POETRY // THE COLORLESS WHITE LIGHT OF INFINITE EXISTENCE
by Joshua Mehigan
Like a lot of Modernist writing, Morgan’s poetry, along with that of his fellow Spectrists Anne Knish and Elijah Hay, elicited strong opinions. In 1917 The Los Angeles Graphic called “Opus 40” “Gibberish written for one purpose only—to attract attention.” Presumably this wasn’t for his use of “to be” verbs or phrase coordination. On the other hand, the poet John Gould Fletcher— then terrifically popular—praised Knish and Morgan for their “vividly memorable lines.” Presumably this also wasn’t for his use of “to be” verbs or phrase coordination.
The burden of proof would seem to lie with the proponents of Spectrism. Fortunately, the Spectrists themselves included a preface in their first anthology, Spectra: New Poems, also subtitled A Book of Poetic Experiments on the title page. In it, Knish wrote,
[the term “Spectric”] speaks, to the mind, of that process of diffraction by which are disarticulated the several colored and other rays of which light is composed. It indicates our feeling that the theme of a poem is to be regarded as a prism, upon which the colorless white light of infinite existence falls and is broken up into glowing, beautiful, and intelligible hues.

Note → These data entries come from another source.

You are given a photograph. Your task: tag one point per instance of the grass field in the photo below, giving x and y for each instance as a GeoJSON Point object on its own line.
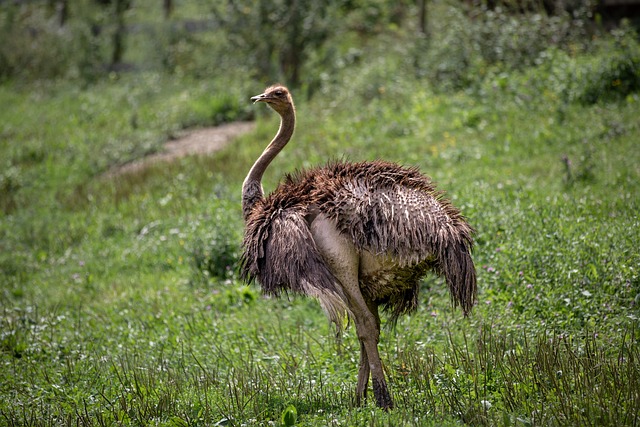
{"type": "Point", "coordinates": [121, 303]}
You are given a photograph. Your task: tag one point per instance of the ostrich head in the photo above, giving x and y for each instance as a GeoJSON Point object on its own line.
{"type": "Point", "coordinates": [277, 97]}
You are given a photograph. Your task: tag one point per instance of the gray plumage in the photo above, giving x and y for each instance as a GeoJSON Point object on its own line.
{"type": "Point", "coordinates": [355, 236]}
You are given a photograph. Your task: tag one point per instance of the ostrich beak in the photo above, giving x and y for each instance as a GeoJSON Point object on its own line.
{"type": "Point", "coordinates": [259, 98]}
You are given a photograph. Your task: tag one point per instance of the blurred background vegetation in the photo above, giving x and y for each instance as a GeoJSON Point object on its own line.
{"type": "Point", "coordinates": [303, 43]}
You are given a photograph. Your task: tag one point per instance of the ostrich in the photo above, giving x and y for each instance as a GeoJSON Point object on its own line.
{"type": "Point", "coordinates": [355, 236]}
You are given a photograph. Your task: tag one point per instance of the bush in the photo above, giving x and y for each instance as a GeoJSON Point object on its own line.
{"type": "Point", "coordinates": [616, 76]}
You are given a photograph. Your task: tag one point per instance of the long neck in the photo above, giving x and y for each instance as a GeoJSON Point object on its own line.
{"type": "Point", "coordinates": [252, 187]}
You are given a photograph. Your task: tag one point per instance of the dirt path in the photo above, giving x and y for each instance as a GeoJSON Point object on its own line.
{"type": "Point", "coordinates": [197, 141]}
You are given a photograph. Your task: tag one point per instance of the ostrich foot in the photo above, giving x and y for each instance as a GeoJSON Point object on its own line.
{"type": "Point", "coordinates": [381, 393]}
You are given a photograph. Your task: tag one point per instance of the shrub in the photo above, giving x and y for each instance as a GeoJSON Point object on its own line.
{"type": "Point", "coordinates": [613, 77]}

You might think this is good. You might think this is bad. Or, if you are a fan of literary arcana, you might begin to detect an essential similarity between Spectrism and the works of medieval poet Thomas Rowley, for example, or of the Gaelic bard Ossian. You might also be reminded of the discovery, in the 1790s, of Shakespeare’s great lost plays, Henry II and Vortigern and Rowena.
That is, you might remember that, like each of these, Spectra is one of the greatest hoaxes of English literature.